With over 4000 archeological sites in the Park, there are also a few great hiking trails, like The Prater Ridge Trail. The cliff dwellings themselves can only be entered with a Guide or Park Ranger
Purgatory is the place to be during Winter in Southwest Colorado. It may not have the runs like Vail or Breckenridge, it still possess 92 trails and 11 chairlifts. The name Purgatory originates from a witty farmer who lived in the area during the late 1800s and adopted the moniker for a nearby creek, a tributary of the Rio de las Anima Perdidas (the River of Lost Souls), dubbed by Spanish explorers in reference to a group who vanished on the river during Durango’s early history.
- The Base Elevation is 8,793 feet (2,680 meters)
- The Summit Elevation is 10,822 feet (3,299 meters) (That’s over two miles high!)
- Vertical Drop is 2,029 feet (618 meters)
- Skiable Area is 1,525 Acres (617 hectares)
- Our Annual Snowfall at Purgatory is 260 inches (660 centimeters) (That’s over 21 FEET!)
- We can cover 250 acres (21% of the mountain) with our Snowmaking
- We have 11 Lifts serving 92 runs and can get up to 15,050 people to the top of the mountain per hour.
In the summertime, the resort turns into a mountain biking haven, with the trails transforming into rugged cross country routes. The lifts are still available to access the higher part of the mountain.
Climb Mt. Wilson
Mt. Wilson claims an impressive 4,025 ft of prominence from a low saddle at Lizard Head Pass (10,222 ft) that stretches for almost 33 miles to its’ line parent (proximate), Uncompaghre Peak. It is also one of Colorado’s western-most fourteener and consequently, furthest from Denver.
Mt. Wilson and the surrounding wilderness pose massive vertical relief from the thick aspen forests of the low valleys to the almost near vertical cliffs of the alpine.
The ridge line over to “El Diente” is amazing and the singularity of the ridge line from Wilson Peak to Gladstone Peak (named for a British PM, William E. Gladstone, 1809-1898 by a small group of four climbers of whom three were British) is enthralling.
Climb Engineer Mountain
Engineer mountain is just under 13,000 ft and is a beautiful peak just a few miles north of Purgatory ski resort and a little south of Silverton. This is a very popular hike among locals
With about 3,000ft of elevation gain, this is a fairly challenging hike rounding out at 11 miles round trip. The first six miles include a fair share of switchbacks before breaking above treeline where there are beautiful wildflower meadows from June until early autumn. The meadows and aspen trees are also where the potential hazards begin. The sun can be quite strong in the summer time and June and July thunderstorms are common. The route is quite narrow towards the top and requires scrambling along a narrow ridge with plenty of loose scree that can be potentially hazardous if you are inexperienced or dont have good balance.

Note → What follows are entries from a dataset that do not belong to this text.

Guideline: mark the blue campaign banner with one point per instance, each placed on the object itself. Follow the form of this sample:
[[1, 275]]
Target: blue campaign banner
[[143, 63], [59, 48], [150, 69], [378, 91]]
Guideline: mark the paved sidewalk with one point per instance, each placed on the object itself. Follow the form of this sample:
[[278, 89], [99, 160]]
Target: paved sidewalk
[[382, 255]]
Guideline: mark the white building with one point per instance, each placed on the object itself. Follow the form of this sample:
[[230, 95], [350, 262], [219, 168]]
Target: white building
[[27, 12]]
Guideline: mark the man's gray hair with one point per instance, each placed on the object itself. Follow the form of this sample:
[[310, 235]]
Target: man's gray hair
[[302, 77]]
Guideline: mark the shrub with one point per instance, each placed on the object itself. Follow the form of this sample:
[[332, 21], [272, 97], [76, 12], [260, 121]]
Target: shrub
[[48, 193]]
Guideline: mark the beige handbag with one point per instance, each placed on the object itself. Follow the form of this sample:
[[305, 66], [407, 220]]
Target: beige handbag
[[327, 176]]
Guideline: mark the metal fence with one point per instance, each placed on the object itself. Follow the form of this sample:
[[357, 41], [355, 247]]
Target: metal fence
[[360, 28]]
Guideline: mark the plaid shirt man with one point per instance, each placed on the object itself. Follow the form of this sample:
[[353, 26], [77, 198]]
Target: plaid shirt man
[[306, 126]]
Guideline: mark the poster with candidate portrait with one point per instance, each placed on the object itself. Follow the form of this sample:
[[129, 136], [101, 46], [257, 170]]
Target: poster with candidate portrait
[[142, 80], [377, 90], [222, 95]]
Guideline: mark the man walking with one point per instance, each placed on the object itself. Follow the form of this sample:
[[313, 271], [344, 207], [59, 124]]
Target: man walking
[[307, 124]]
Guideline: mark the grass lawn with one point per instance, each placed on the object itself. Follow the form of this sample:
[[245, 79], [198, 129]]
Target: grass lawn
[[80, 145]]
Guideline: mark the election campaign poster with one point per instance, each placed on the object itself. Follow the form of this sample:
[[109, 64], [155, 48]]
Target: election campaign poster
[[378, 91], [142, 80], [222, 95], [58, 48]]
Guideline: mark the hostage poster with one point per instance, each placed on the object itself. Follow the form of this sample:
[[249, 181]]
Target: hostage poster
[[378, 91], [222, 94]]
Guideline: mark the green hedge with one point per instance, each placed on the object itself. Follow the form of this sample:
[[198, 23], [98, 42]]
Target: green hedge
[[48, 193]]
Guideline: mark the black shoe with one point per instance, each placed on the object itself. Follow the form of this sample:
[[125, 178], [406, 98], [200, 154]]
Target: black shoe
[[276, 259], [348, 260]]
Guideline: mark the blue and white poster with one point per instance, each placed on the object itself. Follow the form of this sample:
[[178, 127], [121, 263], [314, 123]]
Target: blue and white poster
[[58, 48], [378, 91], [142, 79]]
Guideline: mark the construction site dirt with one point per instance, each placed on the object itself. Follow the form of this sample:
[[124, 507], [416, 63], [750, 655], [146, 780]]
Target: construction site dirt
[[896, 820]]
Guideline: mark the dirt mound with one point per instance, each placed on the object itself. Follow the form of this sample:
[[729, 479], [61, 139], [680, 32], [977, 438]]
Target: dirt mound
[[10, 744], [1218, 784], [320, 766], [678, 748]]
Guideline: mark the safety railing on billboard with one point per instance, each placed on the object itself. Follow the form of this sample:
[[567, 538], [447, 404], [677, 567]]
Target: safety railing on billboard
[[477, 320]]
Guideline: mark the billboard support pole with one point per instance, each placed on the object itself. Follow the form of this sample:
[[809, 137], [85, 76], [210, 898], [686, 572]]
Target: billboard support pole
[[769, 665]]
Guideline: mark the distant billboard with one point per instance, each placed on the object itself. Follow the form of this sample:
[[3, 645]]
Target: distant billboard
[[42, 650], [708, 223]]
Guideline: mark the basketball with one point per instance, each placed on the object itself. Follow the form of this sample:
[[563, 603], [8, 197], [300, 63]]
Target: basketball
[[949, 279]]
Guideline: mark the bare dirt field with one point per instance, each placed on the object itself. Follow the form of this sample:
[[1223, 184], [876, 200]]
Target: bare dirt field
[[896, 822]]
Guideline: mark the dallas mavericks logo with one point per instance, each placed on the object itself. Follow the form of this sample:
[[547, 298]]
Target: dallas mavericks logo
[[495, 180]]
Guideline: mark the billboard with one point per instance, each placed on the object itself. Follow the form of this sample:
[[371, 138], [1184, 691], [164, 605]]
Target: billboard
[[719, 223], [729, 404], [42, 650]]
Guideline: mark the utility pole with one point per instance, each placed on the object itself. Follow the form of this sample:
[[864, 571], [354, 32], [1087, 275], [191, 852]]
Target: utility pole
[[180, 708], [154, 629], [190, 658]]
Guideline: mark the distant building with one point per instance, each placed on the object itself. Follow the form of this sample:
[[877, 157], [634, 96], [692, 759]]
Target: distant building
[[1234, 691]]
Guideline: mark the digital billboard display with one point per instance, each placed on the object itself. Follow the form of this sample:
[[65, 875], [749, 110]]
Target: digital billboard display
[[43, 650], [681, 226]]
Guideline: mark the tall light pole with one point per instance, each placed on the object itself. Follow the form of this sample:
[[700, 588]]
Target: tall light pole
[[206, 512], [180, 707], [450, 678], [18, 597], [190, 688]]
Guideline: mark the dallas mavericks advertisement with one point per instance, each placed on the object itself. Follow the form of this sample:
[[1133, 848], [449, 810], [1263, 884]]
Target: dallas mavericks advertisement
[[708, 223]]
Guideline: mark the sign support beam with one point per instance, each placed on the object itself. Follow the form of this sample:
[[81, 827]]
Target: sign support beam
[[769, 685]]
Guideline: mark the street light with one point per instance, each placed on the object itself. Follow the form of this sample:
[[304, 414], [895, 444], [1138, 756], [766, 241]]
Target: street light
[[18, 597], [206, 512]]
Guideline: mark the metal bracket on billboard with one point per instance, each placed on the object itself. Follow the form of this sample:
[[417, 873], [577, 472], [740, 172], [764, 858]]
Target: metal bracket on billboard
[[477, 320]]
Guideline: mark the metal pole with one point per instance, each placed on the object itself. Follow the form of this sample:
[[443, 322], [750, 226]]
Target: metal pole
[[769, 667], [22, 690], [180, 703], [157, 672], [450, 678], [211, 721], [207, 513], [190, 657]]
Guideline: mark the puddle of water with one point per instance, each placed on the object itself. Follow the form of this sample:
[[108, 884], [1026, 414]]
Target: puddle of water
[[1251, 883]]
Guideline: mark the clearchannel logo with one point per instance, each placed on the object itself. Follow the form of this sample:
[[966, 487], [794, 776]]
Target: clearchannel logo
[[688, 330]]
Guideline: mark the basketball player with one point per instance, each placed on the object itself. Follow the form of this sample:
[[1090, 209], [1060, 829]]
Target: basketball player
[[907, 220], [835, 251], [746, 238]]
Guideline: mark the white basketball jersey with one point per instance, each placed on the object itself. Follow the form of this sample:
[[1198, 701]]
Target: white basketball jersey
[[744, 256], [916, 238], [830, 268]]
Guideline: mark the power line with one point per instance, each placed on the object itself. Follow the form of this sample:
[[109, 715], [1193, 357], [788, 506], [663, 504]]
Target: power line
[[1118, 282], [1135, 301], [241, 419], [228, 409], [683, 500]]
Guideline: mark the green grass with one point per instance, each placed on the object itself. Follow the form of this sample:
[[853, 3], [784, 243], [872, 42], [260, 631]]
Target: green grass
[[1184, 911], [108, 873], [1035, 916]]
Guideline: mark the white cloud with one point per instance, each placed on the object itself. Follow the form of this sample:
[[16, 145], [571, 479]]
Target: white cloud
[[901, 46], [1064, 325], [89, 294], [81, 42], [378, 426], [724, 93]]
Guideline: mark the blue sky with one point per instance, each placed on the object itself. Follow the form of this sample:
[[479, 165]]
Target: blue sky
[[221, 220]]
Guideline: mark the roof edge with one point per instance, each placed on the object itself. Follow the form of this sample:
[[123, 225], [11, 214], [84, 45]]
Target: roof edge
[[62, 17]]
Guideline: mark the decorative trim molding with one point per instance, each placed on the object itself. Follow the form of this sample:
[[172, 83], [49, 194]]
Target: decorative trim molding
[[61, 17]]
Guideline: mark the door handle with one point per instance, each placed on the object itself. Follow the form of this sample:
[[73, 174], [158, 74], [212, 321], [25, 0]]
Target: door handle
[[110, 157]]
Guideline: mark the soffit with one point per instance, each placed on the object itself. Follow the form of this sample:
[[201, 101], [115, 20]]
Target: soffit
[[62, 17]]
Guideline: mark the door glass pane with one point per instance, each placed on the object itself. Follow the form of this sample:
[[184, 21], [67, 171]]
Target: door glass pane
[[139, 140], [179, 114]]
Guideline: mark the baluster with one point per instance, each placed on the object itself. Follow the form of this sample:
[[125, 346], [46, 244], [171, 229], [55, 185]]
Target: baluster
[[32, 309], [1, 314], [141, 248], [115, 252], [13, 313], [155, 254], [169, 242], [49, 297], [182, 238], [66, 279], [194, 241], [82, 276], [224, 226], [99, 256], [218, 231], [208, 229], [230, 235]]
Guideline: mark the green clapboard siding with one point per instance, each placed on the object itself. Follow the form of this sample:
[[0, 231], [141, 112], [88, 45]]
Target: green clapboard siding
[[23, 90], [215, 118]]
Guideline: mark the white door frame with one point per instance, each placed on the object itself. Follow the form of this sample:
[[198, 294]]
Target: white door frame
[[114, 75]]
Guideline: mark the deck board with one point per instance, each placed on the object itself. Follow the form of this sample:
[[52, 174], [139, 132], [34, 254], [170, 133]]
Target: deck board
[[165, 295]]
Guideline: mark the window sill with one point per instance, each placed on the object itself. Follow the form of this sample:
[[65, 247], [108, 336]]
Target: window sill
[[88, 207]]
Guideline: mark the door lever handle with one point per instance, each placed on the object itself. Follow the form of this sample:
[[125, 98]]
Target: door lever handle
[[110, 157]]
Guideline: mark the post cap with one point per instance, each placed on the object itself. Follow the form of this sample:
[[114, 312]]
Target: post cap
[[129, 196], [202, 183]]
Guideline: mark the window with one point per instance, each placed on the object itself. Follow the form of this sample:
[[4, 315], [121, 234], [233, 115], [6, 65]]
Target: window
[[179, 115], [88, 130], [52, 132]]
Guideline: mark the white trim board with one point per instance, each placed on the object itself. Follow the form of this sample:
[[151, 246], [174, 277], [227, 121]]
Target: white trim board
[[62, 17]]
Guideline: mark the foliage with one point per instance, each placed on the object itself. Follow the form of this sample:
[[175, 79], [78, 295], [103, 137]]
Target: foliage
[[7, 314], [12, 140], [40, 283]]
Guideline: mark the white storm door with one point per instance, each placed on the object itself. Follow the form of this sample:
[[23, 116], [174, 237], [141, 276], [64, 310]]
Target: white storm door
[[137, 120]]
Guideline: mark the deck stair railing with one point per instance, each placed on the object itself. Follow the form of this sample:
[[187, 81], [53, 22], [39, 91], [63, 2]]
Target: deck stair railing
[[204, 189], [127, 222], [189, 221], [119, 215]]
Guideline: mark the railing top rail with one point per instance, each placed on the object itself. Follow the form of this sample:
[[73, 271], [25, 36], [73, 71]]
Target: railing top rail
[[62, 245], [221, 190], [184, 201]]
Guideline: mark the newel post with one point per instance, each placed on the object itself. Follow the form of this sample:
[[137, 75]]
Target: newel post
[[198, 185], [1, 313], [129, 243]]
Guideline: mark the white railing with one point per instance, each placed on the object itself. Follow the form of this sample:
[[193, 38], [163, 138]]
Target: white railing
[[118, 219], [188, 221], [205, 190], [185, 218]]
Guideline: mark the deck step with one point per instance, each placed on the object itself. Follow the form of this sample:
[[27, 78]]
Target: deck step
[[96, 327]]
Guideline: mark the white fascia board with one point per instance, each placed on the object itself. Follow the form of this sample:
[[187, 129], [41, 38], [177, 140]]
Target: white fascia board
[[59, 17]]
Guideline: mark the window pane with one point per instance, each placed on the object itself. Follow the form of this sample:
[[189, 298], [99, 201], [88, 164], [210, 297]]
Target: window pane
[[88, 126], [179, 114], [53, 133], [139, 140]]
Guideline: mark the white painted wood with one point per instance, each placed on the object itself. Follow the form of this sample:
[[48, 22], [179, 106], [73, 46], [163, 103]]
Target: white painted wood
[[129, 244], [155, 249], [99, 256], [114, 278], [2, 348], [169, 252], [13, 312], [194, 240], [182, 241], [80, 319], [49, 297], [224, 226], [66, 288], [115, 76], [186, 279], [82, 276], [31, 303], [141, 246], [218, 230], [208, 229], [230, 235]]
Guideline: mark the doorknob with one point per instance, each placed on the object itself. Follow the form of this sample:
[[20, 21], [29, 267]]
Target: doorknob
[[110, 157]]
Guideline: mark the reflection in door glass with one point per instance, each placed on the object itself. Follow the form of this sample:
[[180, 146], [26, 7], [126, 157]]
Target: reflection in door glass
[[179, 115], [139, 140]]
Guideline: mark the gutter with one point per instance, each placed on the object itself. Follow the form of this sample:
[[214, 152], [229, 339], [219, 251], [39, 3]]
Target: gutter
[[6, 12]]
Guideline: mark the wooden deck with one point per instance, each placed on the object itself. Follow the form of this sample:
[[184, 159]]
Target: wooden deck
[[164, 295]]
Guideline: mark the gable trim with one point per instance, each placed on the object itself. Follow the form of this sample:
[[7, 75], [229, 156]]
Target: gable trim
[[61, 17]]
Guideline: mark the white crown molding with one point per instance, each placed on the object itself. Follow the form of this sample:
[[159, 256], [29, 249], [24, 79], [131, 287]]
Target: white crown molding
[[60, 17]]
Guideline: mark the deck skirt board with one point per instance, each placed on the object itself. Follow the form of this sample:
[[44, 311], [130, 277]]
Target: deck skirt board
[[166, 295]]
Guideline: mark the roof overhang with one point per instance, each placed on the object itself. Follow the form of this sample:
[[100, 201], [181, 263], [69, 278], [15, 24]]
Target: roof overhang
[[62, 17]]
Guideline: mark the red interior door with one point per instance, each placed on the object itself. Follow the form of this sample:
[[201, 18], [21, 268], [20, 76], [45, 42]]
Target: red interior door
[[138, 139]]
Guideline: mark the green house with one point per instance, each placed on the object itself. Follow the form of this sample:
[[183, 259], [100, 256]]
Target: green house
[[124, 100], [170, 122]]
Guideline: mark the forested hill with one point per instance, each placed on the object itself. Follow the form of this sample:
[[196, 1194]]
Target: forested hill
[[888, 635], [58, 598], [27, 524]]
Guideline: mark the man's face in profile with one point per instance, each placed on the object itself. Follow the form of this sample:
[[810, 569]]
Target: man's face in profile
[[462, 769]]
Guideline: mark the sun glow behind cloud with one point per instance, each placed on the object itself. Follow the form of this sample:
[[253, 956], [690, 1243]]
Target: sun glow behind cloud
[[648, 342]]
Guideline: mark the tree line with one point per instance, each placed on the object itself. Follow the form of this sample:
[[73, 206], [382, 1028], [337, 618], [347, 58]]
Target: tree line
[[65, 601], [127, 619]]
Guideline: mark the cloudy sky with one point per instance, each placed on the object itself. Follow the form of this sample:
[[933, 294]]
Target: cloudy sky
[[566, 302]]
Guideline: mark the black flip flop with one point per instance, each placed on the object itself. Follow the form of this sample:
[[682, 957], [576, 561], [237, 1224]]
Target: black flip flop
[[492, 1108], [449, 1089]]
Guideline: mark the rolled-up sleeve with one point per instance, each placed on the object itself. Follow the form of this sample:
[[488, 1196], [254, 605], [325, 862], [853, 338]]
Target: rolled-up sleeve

The old mining town of Silverton, nestled in the valley of San Juan county at over 9000ft in elevation, is now a National Historic Landmark District. Miners discovered gold here in the 1870’s and this attracted hordes of ambitious young men trying to make their fortune.
Today the small town is full of shops, restaurants and bars and historical buildings with relics from America’s post civil war, westward expansion.
You can visit the San Juan County Historical Society’s Mayflower MIll and County Jail.
Silverton is very close to the trailheads of some of Colorado’s most stunning 14er mountains.